L'approche de l'être humain par le Logos
Si nous lisons rigoureusement la Bible et les apocryphes, il est frappant de voir que le mot JHWH ne s’y rencontre pas isolément à de très nombreuses reprises, mais en relation avec le terme “ Kawod ” qui peut être traduit par splendeur, honneur ou gloire. Le principe divin qui apparut, en faisant retentir la parole divine sur le peuple d’Israël dans le désert, dans les nuées et les colonnes de feu, autant que sur Moïse sur le Mont Sinaï, et plus tard, dans le Tabernacle, entre les deux Chérubins sur l’Arche d’Alliance, est souvent désigné par le nom de Kawod-JHWH (splendeur de Dieu) et dans la littérature rabbinique autant que kabbalistique, par Shekina (ou demeure divine). Très souvent, Shekina et Kawod ne désignent pas directement la dixième sefira (Logos), mais une lumière divine émanant de cette dixième sefira, qui renferme les forces de la dixième sefira encore une fois dans un degré de sainteté atténué et, dans cette mesure, elle représente encore le Logos tel qu’il ressort du verset de Jean 1, 14: “ Et le Verbe devint chair et séjourna parmi nous, et nous vîmes sa gloire ”. (17) Dans sa forme purement divine, le Logos ne peut pas directement entrer en contact avec l’être humain. C’est la raison pour laquelle l’incarnation du Christ-Logos se produisit indirectement, en effet par l’entremise du Christ-Archange. Moïse voulait contempler la gloire de Dieu (Kawod) dans la forme pure de la dixième sefira. Dieu lui répondit toutefois: “ Aucun homme ne peut me voir et rester en vie ”. Moïse ne put contempler que l’aspect atténué du Kawod, le divin plein de grâce. (18)
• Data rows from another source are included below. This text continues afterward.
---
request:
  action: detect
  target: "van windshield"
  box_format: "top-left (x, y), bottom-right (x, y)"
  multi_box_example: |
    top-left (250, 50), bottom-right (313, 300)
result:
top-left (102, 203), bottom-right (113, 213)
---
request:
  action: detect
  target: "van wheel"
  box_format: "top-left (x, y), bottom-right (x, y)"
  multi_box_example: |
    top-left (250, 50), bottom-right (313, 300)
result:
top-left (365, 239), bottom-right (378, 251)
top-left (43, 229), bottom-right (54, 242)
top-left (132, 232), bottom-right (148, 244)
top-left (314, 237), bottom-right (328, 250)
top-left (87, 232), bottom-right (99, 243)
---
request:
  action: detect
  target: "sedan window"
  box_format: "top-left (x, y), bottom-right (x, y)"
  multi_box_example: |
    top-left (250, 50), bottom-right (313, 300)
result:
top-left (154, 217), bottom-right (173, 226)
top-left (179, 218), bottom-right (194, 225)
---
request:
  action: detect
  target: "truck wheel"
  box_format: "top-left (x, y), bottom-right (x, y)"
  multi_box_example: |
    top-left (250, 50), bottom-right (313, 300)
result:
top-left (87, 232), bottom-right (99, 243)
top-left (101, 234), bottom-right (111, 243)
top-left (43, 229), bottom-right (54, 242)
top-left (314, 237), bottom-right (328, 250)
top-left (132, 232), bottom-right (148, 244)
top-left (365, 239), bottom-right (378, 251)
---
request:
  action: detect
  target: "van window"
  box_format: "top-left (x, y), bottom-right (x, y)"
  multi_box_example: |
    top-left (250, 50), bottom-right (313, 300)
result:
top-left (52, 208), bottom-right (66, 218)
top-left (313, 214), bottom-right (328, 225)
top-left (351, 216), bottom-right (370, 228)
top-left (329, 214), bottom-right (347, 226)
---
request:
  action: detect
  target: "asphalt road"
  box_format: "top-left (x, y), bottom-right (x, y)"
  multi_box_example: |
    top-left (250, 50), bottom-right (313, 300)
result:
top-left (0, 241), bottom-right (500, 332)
La lumière du Messie en tant que sublime Esprit solaire Christ
Selon ce qu’on vient de dire, Kawod ou Shekina
sont soit les dénomination de Dieu dans son pur aspect de Logos incréé, soit ils
désignent une lumière spirituelle incréée et invisible, inhérente au Logos, dans
sa forme atténuée, qui est aussi appelée le Saint Esprit, dont la partie
inférieure est Sophia (la partie supérieure étant la seconde sefira: Hokma), ou
coeur des mondes inférieurs. Cette lumière n’a pas de forme, mais elle a une
voix. (19) Que Kawod ou Shekina puissent avoir cette double signification, cela
tient au fait qu’elles se “ situent à la frontière entre le créé et l’incréé et
qu’elles chatoient de part et d’autre de cette frontière ”, comme l’explique
Sholem à l’endroit cité précédemment.
Outre cette lumière-Logos intérieure, invisible, informe, l’ésotérisme judaïque
connaît encore un second type de Kawod. Elle peut adopter des formes visibles
les plus diverses et on l’appelle aussi “ corps de la Shekina ” (Guf ha
Schechina ou Schiur Koma). Elle apparaît comme le Chérubin sur le char divin
dans la vision d’Ézéchiel. C’est une particularité des Chérubins que de pouvoir
prendre toutes les formes possibles d’anges, d’animaux, ou d’êtres humains. Le
Chérubin sur le char divin a une forme humaine. On le désigne aussi parfois
comme l’Ange de la création, celui qui engendre l’origine de la création (Jozeph
Bereschit) (Voir aussi l'explication donnée par Émile Bock dans Apocalypse –
Considérations sur l'Évangile de Jean, N.D.T.), parce qu’il retient en lui les
forces créatrices du Logos, dans son for intérieur, sous l’aspect du Kawod
invisible et informe. (20)
Nous pouvons avancer ici la présomption qu’en ce qui concerne le corps spirituel
de la Shekina, à laquelle le Logos est immanent, il s’agit vraisemblablement du
sublime esprit solaire Christ, qui est décrit par Rudolf Steiner comme le corps
de lumière du Logos, dont une forme déterminée pouvait être également contemplée
dans les Mystères. Dans les sources judaïques elles-mêmes, il existe quelques
indications au sujet d’un Événement-Messie se dissimulant derrière la
manifestation du Kawod ou de la Shekina. Dans Isaïe 60, 1, il est dit: “Debout!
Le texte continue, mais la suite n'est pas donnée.